[
https://issues.apache.org/jira/browse/HBASE-29805?page=com.atlassian.jira.plugin.system.issuetabpanels:comment-tabpanel&focusedCommentId=18050017#comment-18050017
]
Duo Zhang commented on HBASE-29805:
-----------------------------------
We use github pull request to submit patch, please open a PR there.
Thanks.
> NullPointerException in AbstractRpcClient.createAddr after a RegionServer
> restart
> ---------------------------------------------------------------------------------
>
> Key: HBASE-29805
> URL: https://issues.apache.org/jira/browse/HBASE-29805
> Project: HBase
> Issue Type: Bug
> Components: regionserver
> Affects Versions: 2.6.3, 2.6.4
> Reporter: ConfX
> Priority: Major
> Attachments: createAddr-NPE.patch
>
>
> h2. Summary
> A `NullPointerException` occurs in `AbstractRpcClient.createAddr()` when
> attempting to split a region after a RegionServer restart. The root cause is
> a missing null check for `node.getRegionLocation()` in
> `SplitTableRegionProcedure.checkSplittable()`.
> h2. Failure Stacktrace
> {code:java}
> java.lang.NullPointerException
> at
> org.apache.hadoop.hbase.ipc.AbstractRpcClient.createAddr(AbstractRpcClient.java:459)
> at
> org.apache.hadoop.hbase.ipc.AbstractRpcClient.createBlockingRpcChannel(AbstractRpcClient.java:538)
> at
> org.apache.hadoop.hbase.client.ConnectionImplementation.lambda$getAdmin$7(ConnectionImplementation.java:1440)
> at
> org.apache.hadoop.hbase.util.ConcurrentMapUtils.computeIfAbsentEx(ConcurrentMapUtils.java:51)
> at
> org.apache.hadoop.hbase.client.ConnectionImplementation.getAdmin(ConnectionImplementation.java:1438)
> at
> org.apache.hadoop.hbase.client.ServerConnectionUtils$ShortCircuitingClusterConnection.getAdmin(ServerConnectionUtils.java:88)
> at
> org.apache.hadoop.hbase.master.assignment.AssignmentManagerUtil.getRegionInfoResponse(AssignmentManagerUtil.java:76)
> at
> org.apache.hadoop.hbase.master.assignment.SplitTableRegionProcedure.checkSplittable(SplitTableRegionProcedure.java:220)
> at
> org.apache.hadoop.hbase.master.assignment.SplitTableRegionProcedure.<init>(SplitTableRegionProcedure.java:137){code}
>
> Root Cause
> **File:**
> `hbase-server/src/main/java/org/apache/hadoop/hbase/master/assignment/SplitTableRegionProcedure.java`
> {code:java}
> if (node != null) {
> try {
> GetRegionInfoResponse response;
> if (!hasBestSplitRow()) {
> LOG.info(
> "{} splitKey isn't explicitly specified, will try to find a best
> split key from RS {}",
> node.getRegionInfo().getRegionNameAsString(),
> node.getRegionLocation());
> response = AssignmentManagerUtil.getRegionInfoResponse(env,
> node.getRegionLocation(), // <-- BUG: node.getRegionLocation() can be null
> node.getRegionInfo(), true);
> bestSplitRow =
> response.hasBestSplitRow() ? response.getBestSplitRow().toByteArray()
> : null;
> } else {
> response = AssignmentManagerUtil.getRegionInfoResponse(env,
> node.getRegionLocation(), // <-- BUG: node.getRegionLocation() can be null
> node.getRegionInfo(), false);
> } {code}
> h2. Why This Happens
> 1. *`checkOnline()` is insufficient:* Before `checkSplittable()` is called,
> `checkOnline(env, regionToSplit)` is invoked (line 119).
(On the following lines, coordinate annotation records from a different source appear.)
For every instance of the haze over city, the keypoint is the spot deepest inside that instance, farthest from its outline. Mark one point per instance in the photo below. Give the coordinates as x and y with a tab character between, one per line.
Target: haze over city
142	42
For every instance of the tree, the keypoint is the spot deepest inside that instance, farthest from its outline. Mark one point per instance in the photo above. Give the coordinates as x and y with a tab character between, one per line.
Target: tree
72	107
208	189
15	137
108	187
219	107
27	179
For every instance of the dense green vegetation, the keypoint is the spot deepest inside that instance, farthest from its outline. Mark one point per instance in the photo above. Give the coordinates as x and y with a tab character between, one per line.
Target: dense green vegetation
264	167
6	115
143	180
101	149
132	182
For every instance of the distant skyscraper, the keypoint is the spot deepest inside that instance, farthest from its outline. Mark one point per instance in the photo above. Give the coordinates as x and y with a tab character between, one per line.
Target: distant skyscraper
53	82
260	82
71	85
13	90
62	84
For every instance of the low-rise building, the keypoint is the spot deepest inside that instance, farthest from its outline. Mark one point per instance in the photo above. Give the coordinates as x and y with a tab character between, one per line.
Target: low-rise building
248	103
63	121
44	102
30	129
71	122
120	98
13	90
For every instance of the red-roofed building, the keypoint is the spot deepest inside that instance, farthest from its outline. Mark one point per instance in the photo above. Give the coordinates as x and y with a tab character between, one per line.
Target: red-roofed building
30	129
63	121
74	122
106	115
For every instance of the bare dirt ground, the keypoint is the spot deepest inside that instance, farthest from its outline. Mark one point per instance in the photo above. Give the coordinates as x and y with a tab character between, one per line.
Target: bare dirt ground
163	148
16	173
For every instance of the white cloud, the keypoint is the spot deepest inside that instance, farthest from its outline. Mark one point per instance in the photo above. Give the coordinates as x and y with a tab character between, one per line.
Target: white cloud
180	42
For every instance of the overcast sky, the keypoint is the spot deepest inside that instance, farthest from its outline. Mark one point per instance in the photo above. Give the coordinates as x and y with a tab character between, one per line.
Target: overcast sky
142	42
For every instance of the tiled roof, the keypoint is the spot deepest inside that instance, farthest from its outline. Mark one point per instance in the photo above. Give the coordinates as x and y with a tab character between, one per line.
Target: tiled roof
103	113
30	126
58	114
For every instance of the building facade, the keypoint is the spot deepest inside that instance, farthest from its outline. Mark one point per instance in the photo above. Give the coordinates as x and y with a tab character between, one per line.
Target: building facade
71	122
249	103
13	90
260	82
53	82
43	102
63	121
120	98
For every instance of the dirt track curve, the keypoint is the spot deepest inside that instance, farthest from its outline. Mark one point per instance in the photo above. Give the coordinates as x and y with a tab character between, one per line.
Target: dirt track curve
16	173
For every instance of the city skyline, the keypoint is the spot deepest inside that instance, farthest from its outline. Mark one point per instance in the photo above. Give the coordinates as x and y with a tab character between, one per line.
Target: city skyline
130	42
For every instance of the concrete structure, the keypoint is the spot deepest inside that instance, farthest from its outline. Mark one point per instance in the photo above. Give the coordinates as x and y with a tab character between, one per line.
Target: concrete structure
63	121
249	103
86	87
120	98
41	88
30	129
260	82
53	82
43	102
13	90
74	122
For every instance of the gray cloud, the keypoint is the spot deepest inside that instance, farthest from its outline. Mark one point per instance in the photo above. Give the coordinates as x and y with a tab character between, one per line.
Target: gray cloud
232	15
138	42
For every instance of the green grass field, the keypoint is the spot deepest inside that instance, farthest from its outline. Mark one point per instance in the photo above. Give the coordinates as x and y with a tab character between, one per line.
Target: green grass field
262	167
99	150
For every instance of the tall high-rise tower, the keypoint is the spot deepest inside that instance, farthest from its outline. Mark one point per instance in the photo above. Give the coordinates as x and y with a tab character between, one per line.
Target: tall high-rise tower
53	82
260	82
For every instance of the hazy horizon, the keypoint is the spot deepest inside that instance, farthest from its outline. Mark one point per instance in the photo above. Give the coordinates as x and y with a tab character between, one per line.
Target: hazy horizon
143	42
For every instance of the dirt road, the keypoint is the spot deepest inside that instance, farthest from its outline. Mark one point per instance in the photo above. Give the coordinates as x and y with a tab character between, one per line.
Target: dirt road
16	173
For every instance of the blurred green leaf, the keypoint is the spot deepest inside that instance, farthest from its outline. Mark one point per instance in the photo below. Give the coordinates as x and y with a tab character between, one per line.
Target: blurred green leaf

However,
> `checkOnline()` only verifies that the region state is `OPEN`:
> {code:java}
> // RegionStateNode.checkOnline()
> public void checkOnline() throws DoNotRetryRegionException {
> RegionInfo ri = getRegionInfo();
> State s = state;
> if (s != State.OPEN) {
> throw new DoNotRetryRegionException(ri.getEncodedName() + " is not
> OPEN; state=" + s);
> }
> // ... other checks but NO check for getRegionLocation() != null
> } {code}
> 2. *Region can be OPEN with null location:* After a RegionServer restart, a
> region can temporarily be in the OPEN state (or transition to OPEN) before a
> server location is assigned. During this window, `node.getRegionLocation()`
> returns `null`.
> 3. *Null propagation:* The null `ServerName` is passed down:
> - `AssignmentManagerUtil.getRegionInfoResponse(env, null, ...)` (line 76)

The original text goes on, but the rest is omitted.